Students seem pleased with the changes, which will take effect in the 2014–15 school year. Student Mario Lopez told the local CBS station, “Policies that have been in place in the past have been abstinence-only and have not been LGBTQ friendly of scientifically based with evidence.” Keyanna Suarez, another student, added, “There’s not gonna be a taboo about anything. Everyone’s gonna be able to open up, ask questions and get the info they need to make these decisions because some parents aren’t giving them education at home.”

Broward County, which includes Fort Lauderdale, has the sixth largest school district in the country.

A Well-Designed Condom Dispenser

As Rewire recently reported, city officials in Chicago have announced that they will expand the school system’s condom availability program to at least 24 high schools in the district for the 2014–15 school year. Thanks to design students at Columbia College in Chicago, the condoms will be available in unique dispensers.

Tao Huang, associate chair of the Art and Design Department, told the Columbia Chronicle that the student-made dispensers have so far been installed at Foreman High School and Collins Academy. She added that the project “will have a very positive impact in the community. The best part of it is that these students just came out of high school not long ago, so it’s students designing for students. It provides a very good insight into the problem.”

The wall dispensers will be available to schools that want them this summer.

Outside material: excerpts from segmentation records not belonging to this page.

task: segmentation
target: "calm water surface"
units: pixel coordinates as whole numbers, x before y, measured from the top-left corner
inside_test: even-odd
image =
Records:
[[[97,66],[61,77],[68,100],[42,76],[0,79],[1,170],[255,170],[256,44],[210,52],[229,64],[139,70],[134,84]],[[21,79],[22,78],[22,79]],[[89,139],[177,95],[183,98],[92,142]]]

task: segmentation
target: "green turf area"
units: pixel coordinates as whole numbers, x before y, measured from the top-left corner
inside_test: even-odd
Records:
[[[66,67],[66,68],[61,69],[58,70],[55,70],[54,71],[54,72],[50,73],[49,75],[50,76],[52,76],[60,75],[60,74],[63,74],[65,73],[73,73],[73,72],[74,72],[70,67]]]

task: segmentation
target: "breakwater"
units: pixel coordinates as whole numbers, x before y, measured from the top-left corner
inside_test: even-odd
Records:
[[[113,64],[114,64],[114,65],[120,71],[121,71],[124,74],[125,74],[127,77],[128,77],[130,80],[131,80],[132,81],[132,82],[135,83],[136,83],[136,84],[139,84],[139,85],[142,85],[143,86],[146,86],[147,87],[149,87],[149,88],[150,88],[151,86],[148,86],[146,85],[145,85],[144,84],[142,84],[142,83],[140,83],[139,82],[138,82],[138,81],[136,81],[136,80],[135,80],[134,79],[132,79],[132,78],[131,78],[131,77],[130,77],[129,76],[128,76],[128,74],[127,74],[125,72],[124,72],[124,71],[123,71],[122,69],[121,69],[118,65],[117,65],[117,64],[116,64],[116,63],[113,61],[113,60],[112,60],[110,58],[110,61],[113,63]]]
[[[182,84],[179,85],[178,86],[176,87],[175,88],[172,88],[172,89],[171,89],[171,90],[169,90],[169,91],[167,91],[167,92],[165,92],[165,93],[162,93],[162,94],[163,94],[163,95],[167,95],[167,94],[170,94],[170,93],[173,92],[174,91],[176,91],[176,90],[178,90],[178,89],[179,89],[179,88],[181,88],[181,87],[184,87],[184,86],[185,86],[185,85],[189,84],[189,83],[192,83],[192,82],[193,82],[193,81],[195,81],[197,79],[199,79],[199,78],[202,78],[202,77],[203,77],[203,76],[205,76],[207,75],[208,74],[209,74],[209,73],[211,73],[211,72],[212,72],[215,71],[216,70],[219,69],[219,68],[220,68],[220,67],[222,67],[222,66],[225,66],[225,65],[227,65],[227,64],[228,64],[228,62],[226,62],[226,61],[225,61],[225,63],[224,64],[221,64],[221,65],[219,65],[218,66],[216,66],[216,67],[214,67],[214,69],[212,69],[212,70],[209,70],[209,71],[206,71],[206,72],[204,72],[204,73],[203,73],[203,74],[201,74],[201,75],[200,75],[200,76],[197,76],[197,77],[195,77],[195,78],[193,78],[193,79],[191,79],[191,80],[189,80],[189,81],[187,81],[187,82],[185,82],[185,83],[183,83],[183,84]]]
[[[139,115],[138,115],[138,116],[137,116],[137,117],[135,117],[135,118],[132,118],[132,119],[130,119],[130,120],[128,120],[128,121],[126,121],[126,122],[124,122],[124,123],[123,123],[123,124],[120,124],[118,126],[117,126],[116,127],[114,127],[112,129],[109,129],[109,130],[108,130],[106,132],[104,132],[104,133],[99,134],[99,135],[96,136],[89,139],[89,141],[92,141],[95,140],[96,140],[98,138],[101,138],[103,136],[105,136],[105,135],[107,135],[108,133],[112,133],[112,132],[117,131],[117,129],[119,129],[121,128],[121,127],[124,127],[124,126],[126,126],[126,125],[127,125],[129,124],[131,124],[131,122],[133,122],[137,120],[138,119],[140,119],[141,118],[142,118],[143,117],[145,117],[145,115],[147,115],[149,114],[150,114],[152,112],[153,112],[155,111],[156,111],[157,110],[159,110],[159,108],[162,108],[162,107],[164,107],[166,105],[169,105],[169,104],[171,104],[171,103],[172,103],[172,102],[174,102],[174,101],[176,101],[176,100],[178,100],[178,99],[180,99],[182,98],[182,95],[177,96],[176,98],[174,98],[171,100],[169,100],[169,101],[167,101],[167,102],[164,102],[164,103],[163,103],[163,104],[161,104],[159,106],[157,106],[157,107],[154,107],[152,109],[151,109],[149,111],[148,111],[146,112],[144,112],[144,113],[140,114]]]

Puberty Book Remains on Shelf

Robie Harris, has written books on sex for young people of all ages, including It’s Perfectly Normal: Changing Bodies, Growing Up, Sex, and Sexual Health, which is about going through puberty. An electronic copy of It’s Perfectly Normal, which includes anatomically correct cartoon drawings, became available for the first time this year in middle school libraries in St. Charles, Missouri. Despite the fact that the book is meant for kids ages 10 and older, some parents felt the pictures were inappropriate for middle school students.

One parent, Tim Schmidt, filed a formal complaint with the district, asking for the book to be removed from shelves. He told a local television station, “It has a lot of explicit drawings. Cartoon images, life-like cartoon images. A look of nudity. It actually shows people having sex.” He went on to say, “Most of the time, when I showed this to parents, their jaws just hit the floor. They were shocked and then their next reaction was outrage.”

Of course, not all parents had that reaction. Parent June Tiller told the station, “I feel like if the school teaches them this, and they have this information available, it’s very important, and it will help keep them safe.”

The district denied Schmidt’s request to pull the book. School officials said, “It was determined to keep the ebook available as a resource for check-out in the library. If a parent determines that he/she does not want to their child to have access to certain materials, we honor that request.”

One in Five People in the UK Would Have Sex With a Robot?

More than 2,000 adults in the United Kingdom were surveyed about their attitudes toward androids (also known as robots). For the most part, respondents were skeptical of the machines: 46 percent said they felt technology was progressing too fast, one-third felt that robots posed a serious threat to humanity, and one-third worried that robots could soon replace people in key jobs such as soldiers, police officers, and teachers.

And yet, despite this distrust of androids, 46 percent admitted that they would either have sex with a robot or would not look down on those who did.

Middlesex University professor Martin Smith, who oversaw the study, says that in the future robots will be very life-like: “Robots will be able to show most, if not all, of the signs and behaviors of emotional intelligence. … The robots will not feel, but like actors they will be able to show emotional intelligence.”

As nice as it might be to have a sexual partner who appears to care about our feelings yet allows us to be guiltlessly selfish in bed (because it has no feelings to hurt), we’re still not convinced that romping with a robot sounds like fun.